Tanpa dia sadari Dzaky sedang mendengarkan perkataan Rara dari kamar mandi. "Sabar Dzaky kau pasti bisa melewati semua ini," ucap Dzaky tatapannya tajam ke cermin yang memantulkan wajahnya sendiri.
"Semua pasti akan berlalu," lanjutnya.
Selesai membersihkan diri Dzaky berniat untuk jalan-jalan menenangkan pikirannya tapi melihat Rara yang sedang meringis menahan sakit membuatnya urung untuk pergi ada rasa kasihan dan kesal berbaur menjadi satu.
"Apa kau baik-baik saja? Bagian mana yang sakit?" tanya Dzaky namun Rara tetap saja angkuh tak mau menjawab pertanyaan darinya. "Ayo kita ke dokter!" lanjutnya melihat tidak ada reaksi dari Rara membuat Dzaky memaksa dengan paksa Rara untuk segera ke dokter memeriksakan dirinya. "Aku bisa jalan sendiri," ujar Rara berjalan seraya memegangi perutnya sendiri yang terasa sakit.
Dzaky jongkok di depan Rara membuatnya terkejut untuk sesaat. "Naiklah aku akan menggendong dirimu," ucap Dzaky. "Tidak usah aku malu," balas Rara memalingkan wajahnya ke arah lain. "Naiklah Rara dan jangan keras kepala aku akan mengantarmu dengan cepat ke Dokter."
Dengan menahan malu Rara naik ke punggung Dzaky dan segera membawanya ke Dokter terdekat.
"Bagaimana keadaanya Dok?" tanya Dzaky yang juga khawatir dengan keadaan istrinya meskipun Rara masih belum mengakuinya sebagai suaminya, Rara sudah menjadi tanggung jawabnya jadi dia harus bisa mengurus segalanya.
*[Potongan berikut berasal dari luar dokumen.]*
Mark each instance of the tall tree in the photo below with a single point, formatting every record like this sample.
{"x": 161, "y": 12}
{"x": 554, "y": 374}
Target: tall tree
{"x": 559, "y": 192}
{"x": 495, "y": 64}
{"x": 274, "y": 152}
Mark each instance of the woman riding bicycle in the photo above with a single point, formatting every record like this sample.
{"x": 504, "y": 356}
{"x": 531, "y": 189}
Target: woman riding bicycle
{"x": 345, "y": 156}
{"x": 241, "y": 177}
"Anda suaminya? Tolong perhatikan asupan gizinya karena dia sedang dalam keadaan hamil, jangan sampai telat makan seperti ini apalagi memiliki riwayat sakit maag akan sangat berbahaya buat ibu dan juga janin."
"Saya kasih resep vitamin buat istri anda harus setiap hari ya tolong dia diingatkan dan makanlah secara teratur," lanjut Dokter bernama Koh Min Shun.
"Baiklah terima kasih kami permisi dulu," pamit Dzaky meninggalkan klinik dan pulang ke hotel.
Dzaky membaringkan Rara di ranjangnya dan mengambil beberapa potong cake, air putih dan menyiapkan vitamin untuk Rara dengan tenang dia menuju ke ranjang dan meletakkan nampan tersebut di nakas.
"Makanlah sedikit isi perutmu dan minumlah vitaminnya itu akan lebih baik dari sekarang."
"Aku tidak mau!" ucap Rara.
"Oke jika kau tidak mau, tak masalah namun jika terjadi sesuatu terhadap dirimu dan bayimu nanti jangan salahkan orang lain tapi salahkan dirimu sendiri dan kau akan larut dalam penyesalan yang berkepanjangan," ucap Dzaky membuat Rara bergidik ngeri.